Star News স্টার নিউজ
- Country: Bangladesh
- Broadcast area: Nationwide
- Headquarters: NGI House, Tejgaon Industrial Area, Dhaka

Programming
- Language: Bengali
- Picture format: 1080i HDTV (downscaled to 16:9 576i for SDTV sets)

Ownership
- Owner: Nabil Group of Industries
- Key people: Moksedul Kamal (CEO)

History
- Launched: 20 January 2026; 7 months ago

Links
- Website: starnews.com.bd

= Star News (Bangladesh) =

Star News (স্টার নিউজ) is a Bangladeshi Bengali-language privately owned 24-hour news television channel owned by Nabil Group of Industries.
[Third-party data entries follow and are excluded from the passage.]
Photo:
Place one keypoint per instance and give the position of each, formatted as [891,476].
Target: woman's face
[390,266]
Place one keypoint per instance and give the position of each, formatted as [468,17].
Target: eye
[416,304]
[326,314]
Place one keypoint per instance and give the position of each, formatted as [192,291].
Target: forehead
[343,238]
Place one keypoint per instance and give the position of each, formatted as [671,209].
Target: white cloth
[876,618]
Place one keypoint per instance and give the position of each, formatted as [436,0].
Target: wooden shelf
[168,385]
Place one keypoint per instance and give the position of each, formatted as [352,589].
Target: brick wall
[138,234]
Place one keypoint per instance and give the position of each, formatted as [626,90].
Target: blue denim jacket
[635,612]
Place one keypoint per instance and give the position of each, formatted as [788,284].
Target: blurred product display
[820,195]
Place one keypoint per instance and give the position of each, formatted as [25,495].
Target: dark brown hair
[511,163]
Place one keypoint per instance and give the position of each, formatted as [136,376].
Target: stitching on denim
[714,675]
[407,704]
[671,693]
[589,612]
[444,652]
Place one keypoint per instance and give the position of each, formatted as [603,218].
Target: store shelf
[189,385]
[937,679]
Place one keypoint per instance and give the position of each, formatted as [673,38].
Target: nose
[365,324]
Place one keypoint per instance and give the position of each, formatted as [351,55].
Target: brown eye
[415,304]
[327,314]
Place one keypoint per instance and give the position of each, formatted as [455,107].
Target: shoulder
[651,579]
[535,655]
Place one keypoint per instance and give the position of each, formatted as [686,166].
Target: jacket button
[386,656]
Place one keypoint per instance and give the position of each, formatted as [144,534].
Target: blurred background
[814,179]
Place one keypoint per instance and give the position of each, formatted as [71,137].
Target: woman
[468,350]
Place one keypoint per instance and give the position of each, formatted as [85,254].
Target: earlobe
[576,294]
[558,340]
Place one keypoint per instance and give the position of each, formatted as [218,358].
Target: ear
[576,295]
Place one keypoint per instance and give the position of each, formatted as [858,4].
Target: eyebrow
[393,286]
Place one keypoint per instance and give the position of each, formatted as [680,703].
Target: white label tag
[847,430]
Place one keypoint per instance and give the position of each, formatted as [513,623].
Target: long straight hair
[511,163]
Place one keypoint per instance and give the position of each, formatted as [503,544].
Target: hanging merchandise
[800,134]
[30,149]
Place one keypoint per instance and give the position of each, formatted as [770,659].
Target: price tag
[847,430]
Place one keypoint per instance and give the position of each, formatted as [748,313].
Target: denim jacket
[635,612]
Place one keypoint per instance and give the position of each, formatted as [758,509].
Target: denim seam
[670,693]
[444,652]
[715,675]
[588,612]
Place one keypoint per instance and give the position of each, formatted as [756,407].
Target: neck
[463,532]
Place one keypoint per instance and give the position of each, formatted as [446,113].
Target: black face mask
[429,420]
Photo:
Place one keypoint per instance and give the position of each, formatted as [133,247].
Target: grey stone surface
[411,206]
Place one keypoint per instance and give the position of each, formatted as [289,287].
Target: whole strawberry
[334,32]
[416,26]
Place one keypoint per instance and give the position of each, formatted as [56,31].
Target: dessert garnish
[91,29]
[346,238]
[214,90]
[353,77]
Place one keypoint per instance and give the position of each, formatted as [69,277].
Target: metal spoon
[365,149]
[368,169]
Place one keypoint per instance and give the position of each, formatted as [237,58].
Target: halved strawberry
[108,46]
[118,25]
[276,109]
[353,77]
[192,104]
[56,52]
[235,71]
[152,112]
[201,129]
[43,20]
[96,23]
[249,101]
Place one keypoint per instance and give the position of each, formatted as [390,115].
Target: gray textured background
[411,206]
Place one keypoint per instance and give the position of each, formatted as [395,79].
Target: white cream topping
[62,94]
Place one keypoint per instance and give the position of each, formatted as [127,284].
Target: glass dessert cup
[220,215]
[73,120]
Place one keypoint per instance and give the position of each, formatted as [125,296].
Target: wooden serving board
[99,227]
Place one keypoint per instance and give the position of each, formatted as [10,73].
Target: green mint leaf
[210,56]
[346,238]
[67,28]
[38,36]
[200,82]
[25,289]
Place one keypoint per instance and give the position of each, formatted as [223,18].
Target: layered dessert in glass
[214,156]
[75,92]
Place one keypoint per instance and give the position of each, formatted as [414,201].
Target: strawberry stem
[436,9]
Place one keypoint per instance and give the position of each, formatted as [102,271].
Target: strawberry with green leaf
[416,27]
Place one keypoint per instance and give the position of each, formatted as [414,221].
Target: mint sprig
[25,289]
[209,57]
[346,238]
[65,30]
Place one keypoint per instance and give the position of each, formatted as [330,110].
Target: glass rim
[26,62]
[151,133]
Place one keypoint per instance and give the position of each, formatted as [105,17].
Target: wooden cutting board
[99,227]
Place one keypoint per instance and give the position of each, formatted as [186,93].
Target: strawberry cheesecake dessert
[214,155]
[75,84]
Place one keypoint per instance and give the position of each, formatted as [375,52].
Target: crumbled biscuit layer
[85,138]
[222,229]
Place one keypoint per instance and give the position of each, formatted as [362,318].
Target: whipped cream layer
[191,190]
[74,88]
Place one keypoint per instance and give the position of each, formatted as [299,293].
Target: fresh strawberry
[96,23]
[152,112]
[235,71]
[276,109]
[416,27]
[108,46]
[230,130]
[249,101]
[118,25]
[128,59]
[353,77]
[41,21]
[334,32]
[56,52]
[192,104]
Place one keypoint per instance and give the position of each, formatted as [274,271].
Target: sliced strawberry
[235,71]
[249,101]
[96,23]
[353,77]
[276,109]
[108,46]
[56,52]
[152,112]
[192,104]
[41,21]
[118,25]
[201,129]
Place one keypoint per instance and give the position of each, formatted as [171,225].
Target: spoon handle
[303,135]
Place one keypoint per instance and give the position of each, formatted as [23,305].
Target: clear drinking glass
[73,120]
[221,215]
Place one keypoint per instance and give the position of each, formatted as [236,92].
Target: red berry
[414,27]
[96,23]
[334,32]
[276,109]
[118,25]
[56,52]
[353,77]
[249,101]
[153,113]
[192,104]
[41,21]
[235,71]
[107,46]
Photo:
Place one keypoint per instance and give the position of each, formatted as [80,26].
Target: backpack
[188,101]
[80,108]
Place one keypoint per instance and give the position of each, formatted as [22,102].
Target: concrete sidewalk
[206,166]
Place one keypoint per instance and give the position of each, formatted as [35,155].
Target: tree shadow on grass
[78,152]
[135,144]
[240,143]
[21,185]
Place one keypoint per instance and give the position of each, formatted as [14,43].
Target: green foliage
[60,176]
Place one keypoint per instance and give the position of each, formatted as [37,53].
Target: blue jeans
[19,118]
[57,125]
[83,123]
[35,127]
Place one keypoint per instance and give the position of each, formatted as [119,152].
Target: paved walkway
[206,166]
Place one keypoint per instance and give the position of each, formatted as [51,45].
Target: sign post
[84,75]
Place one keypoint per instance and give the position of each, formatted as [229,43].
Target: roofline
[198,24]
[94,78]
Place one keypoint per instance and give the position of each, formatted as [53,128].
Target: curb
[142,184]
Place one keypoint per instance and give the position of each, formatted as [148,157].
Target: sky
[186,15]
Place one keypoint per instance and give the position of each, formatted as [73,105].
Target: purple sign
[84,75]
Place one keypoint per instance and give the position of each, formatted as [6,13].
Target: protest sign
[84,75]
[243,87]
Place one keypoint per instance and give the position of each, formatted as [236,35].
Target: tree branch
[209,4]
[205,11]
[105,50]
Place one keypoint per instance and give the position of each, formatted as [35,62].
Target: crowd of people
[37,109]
It commenced transmissions on 20 January 2026. The channel is headquartered in the NGI House at the Tejgaon Industrial Area of Dhaka. Moksedul Kamal is the chief executive officer, and senior journalist Waliur Rahman Miraj is the head of news of Star News.

== History ==
Star News began test broadcasts on 3 June 2025. Its web portal was officially launched on 1 January 2026. The official broadcasts of the channel were inaugurated on 20 January 2026 at the NGI House at 19:00 (BST), as the tenth news-oriented television channel to be launched in Bangladesh and the first using a complete automation system through Aveco.

== Programming ==
Star News has a variety of programming related to news and current affairs. Besides news bulletins, it broadcasts talk shows, analytical programs on current affairs, and programming related to covering politics, economy, society, sports, entertainment, technology, and others.